Thursday, February 25, 2010
Continues to be lots of interest and activity in Ruby. Conferences in San Francisco and Phoenix announced for this year. Jobs are available, especially in San Francisco.
Product Manager - Slingshot Labs, incubator for News Corporation
Looking for a senior Rails developer.
Josh Susser and Jim Myer
Golden Gate Ruby Conference
Announce Fall conference - Sept 10,11 2010 (fri/sat)
Primary Sponsor for Today's Conference
Buzz.com - social website. Have t-shirts. NOthing to do w/ Google
Derek w/ Sunnyconf in Phoenix
LA Ruby Monthly Meetings
Alf Mcgollough 2nd Thursday of each month.
Looking for west side venue that can handle 50 people.
AT&T interactive hiring
- Ruby and data skills
- Ruby and web and UI skills
- Service type work in Ruby/Rails
Place to pay money to fix open source bugs.
Check out the site.
Ron Evans - thanks to organizers
Large databases are very sensitive to mistakes that don't affect smaller databases. Anything that causes scanning of many records will not only run slowly, it frequently causes the entire web site to go down. Prevent scanning by careful application of indexes and avoiding data transformation operations when querying.
Tim Morgan - scribd
- We learn rails when we break it
- scribd is a really large web site (Amazon S3)
- Large sites are easy to break.
These are the ones you remember for a long time (along w/ everyone else).
- Almost always problems of scale.
- Almost always about how Rails interfaces w/ database.
- Postgres/Oracle, but MySql is what is being used.
- If you add something that is a SQL request, look at the SQL itself.
- Always understand the queries your code is generating. Look at the query log.

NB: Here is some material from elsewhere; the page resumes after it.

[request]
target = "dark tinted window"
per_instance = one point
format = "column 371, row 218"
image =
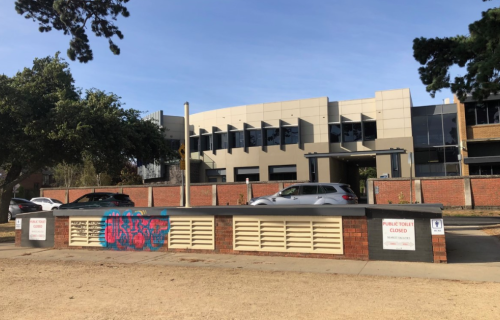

- Test with a heavily populated database. If you find it sucks, think what your customers think.
- Pay close attention to your indexes.
- MySql and Postgres have very different implementations of bow their indexes work.
The problem with find_in_batches.
- Doing it using User.all.each is going to be very slow.
- Better to use find_each; uses batch for x items per request.
Composite primary keys? Use composite keys plugin.
http://gist.github.com/105318 is a monkey-patch
- :case_sensitive => false
- took site down.
- problem was SQL lower(login_name)
- In mysql, make the case-insensitive column binary.
- solution http://gist.github.com/105367
problem with delete and destroy
- caused by misleading Rails documentation
- delete_all is faster than destroy because it doesn't use hooks.
- before_destroy positioning is important, must be placed before any associations.
- delete_all() doesn't remove the link table record itself; it just sets the id column to nil.
- Solution: use delete_all
- CategoryMembership.delete_all :category_id => self.id
- Fixed in Rails 3.0
problem with indexes
Think about indexes early.
- mysql uses only one index at a time, so you may have to figure out an index on multiple columns.
- you may have to tell MySql which index to use:
- use index (index_documents_on_user_id).
- Always understand the queries your code is generating.
- Test with a heavily populated database.
- Pay close attention to your indexes.
Fascinating talk on using probabilistic data structures to save oodles of search time if a limited number of false indicators can be tolerated.
Tyler McMullen - Scribd
Different Data Structures
Some very interesting structures
- Bloom Filter
- Splay Tree
- Tests for existence in a set
- Minimal memory use
Example: 100million strings in a set
Tradition set: 10gb minimum vs 280mb
How does it work?
Binary sequence. Uses hash
In places where occasional false positives are okay
find items within a distance of a target
reduces search space
works inside a metric space
If we know the distace between 2 of 3 points, then we can make assumptions about the distance between the remaining "unmeasured" two points.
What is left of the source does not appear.